Le système d’examen de conduite au Royaume-Uni est devenu tellement en retard et difficile qu’un nombre croissant d’apprenants se tournent désormais vers la triche pure et simple pour obtenir leur permis. La crise est alimentée par des délais d’attente extrêmement longs, un examen notoirement difficile et des tentatives de fraude de plus en plus sophistiquées, notamment le recours à des doublures corporelles et à des technologies cachées.
L’ampleur du problème
Les données officielles de la Driver and Vehicle Standards Agency (DVSA) révèlent que près de 2 900 tentatives de triche ont été enregistrées en Angleterre, en Écosse et au Pays de Galles au cours de l’année se terminant en septembre 2025, soit une augmentation de 47 % par rapport à l’année précédente. L’augmentation de la fraude n’est pas seulement due au fait qu’un plus grand nombre de personnes essaient ; il s’agit également de méthodes de plus en plus audacieuses et plus difficiles à détecter.

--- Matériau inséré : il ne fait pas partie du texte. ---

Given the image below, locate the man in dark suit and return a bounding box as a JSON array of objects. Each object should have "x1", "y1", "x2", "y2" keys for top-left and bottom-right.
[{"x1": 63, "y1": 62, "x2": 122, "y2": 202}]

Comment fonctionnent les tricheurs
L’astuce la plus courante consiste à utiliser des écouteurs Bluetooth connectés à des téléphones cachés pendant le test théorique, permettant à quelqu’un d’autre de fournir des réponses en temps réel. Plus de 1 100 cas impliquaient cette méthode. Cependant, certains apprenants ont complètement supprimé les intermédiaires, payant des étrangers pour se faire passer pour eux lors des examens théoriques et pratiques. Les usurpateurs d’identité peuvent gagner jusqu’à 2 000 £ (2 700 $) par réussite, ce qui incite les récidivistes comme Qounain Khan de Birmingham, qui a été condamné à huit mois de prison après s’être fait passer pour des apprenants à 12 reprises.
Pourquoi c’est important
Il ne s’agit pas seulement de malhonnêteté académique ; c’est un problème de sécurité publique. Les conducteurs non qualifiés sur la route augmentent considérablement le risque d’accidents, de blessures et de réclamations d’assurance. Les autorités ont mis en place des mesures plus strictes comme des détecteurs de métaux et des contrôles d’identité, mais le grand nombre de tentatives suggère que de nombreux laissez-passer frauduleux passent entre les mailles du filet.
Les causes profondes
La crise est enracinée dans des échecs systémiques :
– Retards : L’attente moyenne pour un test est désormais d’environ 22 semaines, un retard exacerbé par les perturbations liées à la pandémie et la pénurie d’examinateurs.
– Difficulté de l’examen : L’examen de conduite britannique est connu pour être difficile, de nombreux apprenants nécessitant plusieurs tentatives pour réussir.
– ** Bots de réservation tiers : ** Les scalpers utilisent un logiciel automatisé pour monopoliser les créneaux de test, gonflant ainsi les temps d’attente.
Le gouvernement admet que l’arriéré pourrait ne pas être résorbé avant fin 2027, raison pour laquelle tant d’apprenants sont suffisamment désespérés pour tricher.
La crise des examens de conduite au Royaume-Uni n’est pas seulement un problème administratif ; c’est une rupture de confiance dans un système conçu pour assurer la sécurité routière. L’augmentation des taux de fraude souligne la nécessité urgente d’une réforme systémique avant que davantage de conducteurs non qualifiés ne descendent dans la rue.